In just about every organisation the focus is on the largest suppliers, the most critical. And with regards to gathering data on suppliers it may make perfect sense for a purchasing department to allocate resources to where the greatest proportion of activity occurs. But when it comes to risk, dangers are equally likely at any point in the supplier base, whether the supplier be large or small.

There are plenty of examples of where production lines have been brought to a standstill by the failure in supply of a seemingly insignificant component – take for example, the incident two years ago at Toyota, where problems at a supplier of piston rings created a stoppage that lasted several days at twelve of the automotive manufacturer’s plants.

This incident may have been costly for Toyota, even somewhat embarrassing, however, far greater damage can result from a brand’s failure to identify and address the risks to its reputation from its smaller suppliers. Risks that may come about through a purchasing organisation’s inability to identify a small supplier’s non-compliance with issues such as: Health & safety, legal & statutory, data security, CSR and quality targets.

In areas such as Health & Safety supplier failure can be enormously damaging, not only in terms of reputation, but also in terms of cost and exposure to possible litigation. An accident is a hugely expensive, disruptive event but companies can no longer exonerate themselves by relying on a contract that abdicates responsibility to the supplier. The changing attitude of those in authority is that buyers should be active in monitoring and checking that suppliers are compliant, regardless of the size of the contract or the supplier. Conducting regular checks – or when justified, audits – of all suppliers and having detailed and up-to-date information on them, is the only way of mitigating this risk and of demonstrating to the authorities, along with other key stakeholders, that a buyer is diligent and responsible.

However, most companies, even the largest and most professional, do not have data on their smaller suppliers; they tend to concentrate on their top quartile, leaving 75 per cent or more of their suppliers completely off the radar.
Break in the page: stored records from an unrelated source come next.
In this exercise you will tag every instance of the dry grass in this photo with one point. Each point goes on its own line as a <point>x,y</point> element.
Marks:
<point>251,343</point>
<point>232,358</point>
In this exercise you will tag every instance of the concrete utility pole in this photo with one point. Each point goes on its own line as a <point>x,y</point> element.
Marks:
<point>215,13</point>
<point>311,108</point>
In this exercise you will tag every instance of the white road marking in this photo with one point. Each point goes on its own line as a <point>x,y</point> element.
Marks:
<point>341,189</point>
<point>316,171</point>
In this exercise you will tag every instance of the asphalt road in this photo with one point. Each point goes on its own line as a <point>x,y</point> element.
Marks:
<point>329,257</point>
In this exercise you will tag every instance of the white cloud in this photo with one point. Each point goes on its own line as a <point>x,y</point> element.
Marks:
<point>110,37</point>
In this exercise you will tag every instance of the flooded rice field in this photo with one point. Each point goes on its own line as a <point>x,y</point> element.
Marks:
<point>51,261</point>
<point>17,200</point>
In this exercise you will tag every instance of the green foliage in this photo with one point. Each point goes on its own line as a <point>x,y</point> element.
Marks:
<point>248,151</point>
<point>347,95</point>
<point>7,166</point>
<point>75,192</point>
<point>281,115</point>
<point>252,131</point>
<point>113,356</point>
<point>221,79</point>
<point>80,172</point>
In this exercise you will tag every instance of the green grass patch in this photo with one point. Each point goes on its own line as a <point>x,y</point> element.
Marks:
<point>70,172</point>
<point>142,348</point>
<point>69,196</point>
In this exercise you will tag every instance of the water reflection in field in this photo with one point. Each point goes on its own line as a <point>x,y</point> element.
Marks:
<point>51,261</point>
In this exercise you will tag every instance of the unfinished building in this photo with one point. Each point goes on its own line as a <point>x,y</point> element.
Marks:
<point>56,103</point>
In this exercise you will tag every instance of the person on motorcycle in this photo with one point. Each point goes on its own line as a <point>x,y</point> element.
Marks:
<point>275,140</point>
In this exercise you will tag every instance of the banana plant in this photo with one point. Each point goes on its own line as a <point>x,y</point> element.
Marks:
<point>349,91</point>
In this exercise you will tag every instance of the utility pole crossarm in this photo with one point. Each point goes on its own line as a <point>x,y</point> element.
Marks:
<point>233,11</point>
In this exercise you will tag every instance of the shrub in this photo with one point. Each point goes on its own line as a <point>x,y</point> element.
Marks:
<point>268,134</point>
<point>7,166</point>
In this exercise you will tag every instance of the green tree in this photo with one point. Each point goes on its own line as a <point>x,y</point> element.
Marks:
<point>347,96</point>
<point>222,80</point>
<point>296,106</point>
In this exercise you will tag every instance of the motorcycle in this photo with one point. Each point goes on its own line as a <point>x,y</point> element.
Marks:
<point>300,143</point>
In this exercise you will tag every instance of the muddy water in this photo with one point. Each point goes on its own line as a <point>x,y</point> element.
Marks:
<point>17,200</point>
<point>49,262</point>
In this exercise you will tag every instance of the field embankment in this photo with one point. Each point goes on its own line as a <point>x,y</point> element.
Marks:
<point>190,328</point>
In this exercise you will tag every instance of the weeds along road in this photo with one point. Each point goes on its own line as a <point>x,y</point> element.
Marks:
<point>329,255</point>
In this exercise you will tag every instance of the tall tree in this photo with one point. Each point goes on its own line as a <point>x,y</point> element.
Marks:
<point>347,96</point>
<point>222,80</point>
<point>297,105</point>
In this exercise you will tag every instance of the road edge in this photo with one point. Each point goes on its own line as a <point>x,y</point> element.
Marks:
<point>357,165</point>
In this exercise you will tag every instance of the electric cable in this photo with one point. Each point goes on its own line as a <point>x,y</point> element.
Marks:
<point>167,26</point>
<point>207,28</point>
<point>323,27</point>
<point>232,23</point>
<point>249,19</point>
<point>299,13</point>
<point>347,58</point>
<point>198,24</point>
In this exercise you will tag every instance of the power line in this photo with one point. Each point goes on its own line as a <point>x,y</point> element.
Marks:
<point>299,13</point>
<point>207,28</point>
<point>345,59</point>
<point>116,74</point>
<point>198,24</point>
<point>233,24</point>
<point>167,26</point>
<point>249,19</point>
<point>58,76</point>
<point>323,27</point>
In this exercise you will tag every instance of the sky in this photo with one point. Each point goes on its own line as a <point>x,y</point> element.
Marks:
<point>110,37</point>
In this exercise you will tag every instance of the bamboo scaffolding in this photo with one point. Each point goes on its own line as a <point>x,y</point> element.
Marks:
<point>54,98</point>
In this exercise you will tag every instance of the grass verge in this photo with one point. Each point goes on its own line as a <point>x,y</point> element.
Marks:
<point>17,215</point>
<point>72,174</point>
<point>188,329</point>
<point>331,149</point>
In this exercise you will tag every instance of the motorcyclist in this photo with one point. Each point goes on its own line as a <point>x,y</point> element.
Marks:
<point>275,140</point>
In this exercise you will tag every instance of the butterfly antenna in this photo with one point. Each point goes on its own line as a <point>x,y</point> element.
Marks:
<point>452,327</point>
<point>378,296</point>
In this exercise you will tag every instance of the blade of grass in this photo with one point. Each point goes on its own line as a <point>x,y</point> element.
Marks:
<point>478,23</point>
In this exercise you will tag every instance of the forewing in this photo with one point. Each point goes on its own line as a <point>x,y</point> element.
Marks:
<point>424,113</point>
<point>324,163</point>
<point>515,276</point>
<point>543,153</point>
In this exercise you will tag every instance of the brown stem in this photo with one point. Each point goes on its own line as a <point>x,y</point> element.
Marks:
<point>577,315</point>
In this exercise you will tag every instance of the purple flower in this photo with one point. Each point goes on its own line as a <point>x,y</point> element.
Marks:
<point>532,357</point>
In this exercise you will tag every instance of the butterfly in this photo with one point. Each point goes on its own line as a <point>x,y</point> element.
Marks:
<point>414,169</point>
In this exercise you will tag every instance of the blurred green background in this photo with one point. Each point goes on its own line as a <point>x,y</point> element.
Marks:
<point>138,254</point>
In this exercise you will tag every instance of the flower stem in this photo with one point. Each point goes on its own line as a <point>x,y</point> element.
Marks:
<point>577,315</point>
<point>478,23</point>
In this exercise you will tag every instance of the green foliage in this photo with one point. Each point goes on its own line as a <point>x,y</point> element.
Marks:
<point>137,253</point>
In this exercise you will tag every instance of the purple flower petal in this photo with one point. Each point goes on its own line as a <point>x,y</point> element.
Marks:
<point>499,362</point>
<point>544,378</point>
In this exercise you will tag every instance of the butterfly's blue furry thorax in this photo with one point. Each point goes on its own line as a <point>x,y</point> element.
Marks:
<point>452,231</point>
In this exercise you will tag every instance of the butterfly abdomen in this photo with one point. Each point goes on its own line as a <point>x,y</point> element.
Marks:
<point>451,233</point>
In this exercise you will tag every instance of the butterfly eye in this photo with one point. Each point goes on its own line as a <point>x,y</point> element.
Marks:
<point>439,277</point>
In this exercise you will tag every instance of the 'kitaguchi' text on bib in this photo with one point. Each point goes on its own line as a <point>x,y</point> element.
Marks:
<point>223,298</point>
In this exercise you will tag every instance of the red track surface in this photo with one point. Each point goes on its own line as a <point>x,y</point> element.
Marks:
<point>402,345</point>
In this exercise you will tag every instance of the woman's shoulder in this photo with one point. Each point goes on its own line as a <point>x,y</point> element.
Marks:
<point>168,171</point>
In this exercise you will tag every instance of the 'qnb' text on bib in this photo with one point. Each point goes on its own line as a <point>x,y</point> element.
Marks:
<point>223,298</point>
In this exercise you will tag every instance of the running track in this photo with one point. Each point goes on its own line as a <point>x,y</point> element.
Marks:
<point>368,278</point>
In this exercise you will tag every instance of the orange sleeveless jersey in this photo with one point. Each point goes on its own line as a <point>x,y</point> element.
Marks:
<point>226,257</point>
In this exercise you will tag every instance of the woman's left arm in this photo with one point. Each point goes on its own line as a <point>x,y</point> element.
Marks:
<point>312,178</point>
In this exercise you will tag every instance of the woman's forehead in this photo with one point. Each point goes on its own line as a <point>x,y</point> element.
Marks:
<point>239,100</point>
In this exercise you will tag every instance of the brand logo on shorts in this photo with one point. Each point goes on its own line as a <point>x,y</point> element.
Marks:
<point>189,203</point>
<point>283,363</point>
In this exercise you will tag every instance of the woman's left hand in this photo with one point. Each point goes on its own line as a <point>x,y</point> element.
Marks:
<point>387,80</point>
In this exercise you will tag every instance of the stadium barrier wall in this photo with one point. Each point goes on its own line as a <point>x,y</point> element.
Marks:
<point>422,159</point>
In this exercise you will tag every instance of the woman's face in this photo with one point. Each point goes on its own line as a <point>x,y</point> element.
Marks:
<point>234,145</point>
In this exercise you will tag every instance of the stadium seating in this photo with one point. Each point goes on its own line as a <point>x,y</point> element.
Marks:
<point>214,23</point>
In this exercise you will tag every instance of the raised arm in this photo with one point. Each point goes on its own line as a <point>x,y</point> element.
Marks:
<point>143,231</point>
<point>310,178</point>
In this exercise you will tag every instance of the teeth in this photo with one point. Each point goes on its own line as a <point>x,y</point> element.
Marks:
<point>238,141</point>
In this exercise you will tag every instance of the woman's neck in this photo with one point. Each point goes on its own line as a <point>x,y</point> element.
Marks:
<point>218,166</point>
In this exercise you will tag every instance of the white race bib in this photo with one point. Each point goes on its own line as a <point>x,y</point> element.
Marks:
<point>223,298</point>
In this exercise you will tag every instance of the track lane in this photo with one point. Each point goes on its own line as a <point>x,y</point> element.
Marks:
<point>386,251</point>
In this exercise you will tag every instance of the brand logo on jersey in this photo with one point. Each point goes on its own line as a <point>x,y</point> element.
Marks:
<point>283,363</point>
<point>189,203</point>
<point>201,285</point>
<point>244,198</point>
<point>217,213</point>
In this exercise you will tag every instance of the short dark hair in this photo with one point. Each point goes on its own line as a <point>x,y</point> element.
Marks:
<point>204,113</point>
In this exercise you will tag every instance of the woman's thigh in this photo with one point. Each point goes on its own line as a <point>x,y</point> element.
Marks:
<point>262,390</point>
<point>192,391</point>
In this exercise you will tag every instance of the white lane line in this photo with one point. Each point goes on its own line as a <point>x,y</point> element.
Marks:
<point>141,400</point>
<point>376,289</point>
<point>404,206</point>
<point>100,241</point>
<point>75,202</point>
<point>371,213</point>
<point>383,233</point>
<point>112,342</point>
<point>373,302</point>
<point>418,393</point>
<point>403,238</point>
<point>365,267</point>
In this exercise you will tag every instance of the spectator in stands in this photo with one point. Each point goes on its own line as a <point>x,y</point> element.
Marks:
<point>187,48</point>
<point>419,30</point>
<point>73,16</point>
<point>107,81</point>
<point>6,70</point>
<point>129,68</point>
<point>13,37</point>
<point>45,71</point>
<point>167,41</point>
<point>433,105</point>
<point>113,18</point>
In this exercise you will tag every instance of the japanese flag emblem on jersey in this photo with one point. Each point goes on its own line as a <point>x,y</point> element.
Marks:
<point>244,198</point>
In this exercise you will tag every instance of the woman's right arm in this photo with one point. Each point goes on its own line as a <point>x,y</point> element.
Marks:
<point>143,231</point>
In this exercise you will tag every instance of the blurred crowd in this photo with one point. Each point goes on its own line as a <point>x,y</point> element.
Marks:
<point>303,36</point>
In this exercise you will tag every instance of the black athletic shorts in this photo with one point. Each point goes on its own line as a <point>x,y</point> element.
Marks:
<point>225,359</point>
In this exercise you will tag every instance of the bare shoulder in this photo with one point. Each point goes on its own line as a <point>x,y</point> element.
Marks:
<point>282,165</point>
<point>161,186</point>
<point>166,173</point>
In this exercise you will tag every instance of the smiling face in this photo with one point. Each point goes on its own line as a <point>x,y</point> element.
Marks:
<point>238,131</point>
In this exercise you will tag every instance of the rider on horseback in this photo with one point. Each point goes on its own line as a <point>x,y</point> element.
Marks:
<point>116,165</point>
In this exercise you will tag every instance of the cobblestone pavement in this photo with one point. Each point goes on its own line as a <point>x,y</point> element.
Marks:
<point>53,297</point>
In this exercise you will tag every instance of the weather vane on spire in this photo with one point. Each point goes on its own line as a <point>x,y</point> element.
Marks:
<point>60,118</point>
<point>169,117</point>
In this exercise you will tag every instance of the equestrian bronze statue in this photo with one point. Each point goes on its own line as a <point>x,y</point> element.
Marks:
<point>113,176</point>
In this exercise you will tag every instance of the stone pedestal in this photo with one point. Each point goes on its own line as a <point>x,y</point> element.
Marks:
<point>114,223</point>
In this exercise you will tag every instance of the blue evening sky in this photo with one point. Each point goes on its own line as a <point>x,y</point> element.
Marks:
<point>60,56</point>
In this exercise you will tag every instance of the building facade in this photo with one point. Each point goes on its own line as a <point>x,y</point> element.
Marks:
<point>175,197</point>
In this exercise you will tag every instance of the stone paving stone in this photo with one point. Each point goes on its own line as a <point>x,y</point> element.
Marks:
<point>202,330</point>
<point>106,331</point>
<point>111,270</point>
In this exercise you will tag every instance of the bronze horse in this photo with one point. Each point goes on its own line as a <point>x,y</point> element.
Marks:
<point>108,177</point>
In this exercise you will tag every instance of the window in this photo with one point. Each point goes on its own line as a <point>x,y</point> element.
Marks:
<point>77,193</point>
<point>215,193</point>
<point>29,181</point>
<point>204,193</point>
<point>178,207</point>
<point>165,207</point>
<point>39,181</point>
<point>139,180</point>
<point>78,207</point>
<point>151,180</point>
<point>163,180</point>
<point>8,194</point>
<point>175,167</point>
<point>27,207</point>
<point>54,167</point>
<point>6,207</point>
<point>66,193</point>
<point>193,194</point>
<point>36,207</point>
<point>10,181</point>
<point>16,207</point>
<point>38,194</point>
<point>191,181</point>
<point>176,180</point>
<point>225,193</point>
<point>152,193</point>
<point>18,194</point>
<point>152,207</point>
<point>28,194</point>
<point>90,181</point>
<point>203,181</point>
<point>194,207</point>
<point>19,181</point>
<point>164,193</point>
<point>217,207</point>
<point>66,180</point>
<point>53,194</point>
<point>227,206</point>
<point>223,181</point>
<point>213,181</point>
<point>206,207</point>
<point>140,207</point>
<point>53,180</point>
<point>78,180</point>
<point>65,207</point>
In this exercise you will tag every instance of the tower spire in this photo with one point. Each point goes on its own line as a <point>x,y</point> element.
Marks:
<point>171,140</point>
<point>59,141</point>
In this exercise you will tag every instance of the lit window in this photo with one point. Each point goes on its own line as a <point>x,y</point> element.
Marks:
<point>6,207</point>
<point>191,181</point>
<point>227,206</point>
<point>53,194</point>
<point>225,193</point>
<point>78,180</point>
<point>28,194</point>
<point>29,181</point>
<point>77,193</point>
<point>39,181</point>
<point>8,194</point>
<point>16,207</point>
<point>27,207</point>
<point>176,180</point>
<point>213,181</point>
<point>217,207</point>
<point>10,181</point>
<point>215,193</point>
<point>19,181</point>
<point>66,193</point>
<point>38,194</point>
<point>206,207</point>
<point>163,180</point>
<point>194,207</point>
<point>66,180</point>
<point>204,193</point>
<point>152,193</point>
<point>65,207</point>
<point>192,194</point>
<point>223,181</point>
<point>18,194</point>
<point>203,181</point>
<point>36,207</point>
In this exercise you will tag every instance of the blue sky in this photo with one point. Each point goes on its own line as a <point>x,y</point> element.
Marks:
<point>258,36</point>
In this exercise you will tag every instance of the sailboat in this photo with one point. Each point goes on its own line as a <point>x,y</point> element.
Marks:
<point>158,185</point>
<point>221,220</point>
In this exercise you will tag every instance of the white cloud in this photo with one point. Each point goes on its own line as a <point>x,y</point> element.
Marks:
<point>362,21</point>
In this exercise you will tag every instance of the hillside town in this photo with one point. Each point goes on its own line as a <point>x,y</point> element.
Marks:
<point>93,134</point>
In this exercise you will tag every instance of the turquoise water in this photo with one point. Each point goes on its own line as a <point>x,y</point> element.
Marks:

This is a significant exposure to risk.

If buyers are going to manage the growing and complex matrix of potential risks effectively, visibility of appropriate, accurate and verified information is going to be essential, across the full spectrum of the supply base. But the problem facing most companies is one of time, resources and the complexity of the task. For large multi-national companies that means gathering, evaluating and monitoring information in a consistent way across a supply base of perhaps several thousand suppliers. For any one company that is a major challenge.

What makes more sense is to work collaboratively within industrial sectors to share the burden of gathering and maintaining this comprehensive data resource. By working in collaborative communities within industrial sectors, much of the work associated with updating information and monitoring suppliers can be undertaken by just one independent party, to the mutual benefit of the entire community – including buyers and suppliers. Furthermore, tools and processes for identifying and ranking supplier risk can then be adapted for individual companies, so that they are used effectively to understand and manage the risks in any particular supply chain in a controlled way.

By the very nature of the way the vast majority of companies tend to structure their analysis and appraisal of potential risk around the top tier of suppliers, the significant exposure to the risks from the large raft of smaller suppliers surely makes a collaborative approach to this complex challenge the most compelling solution.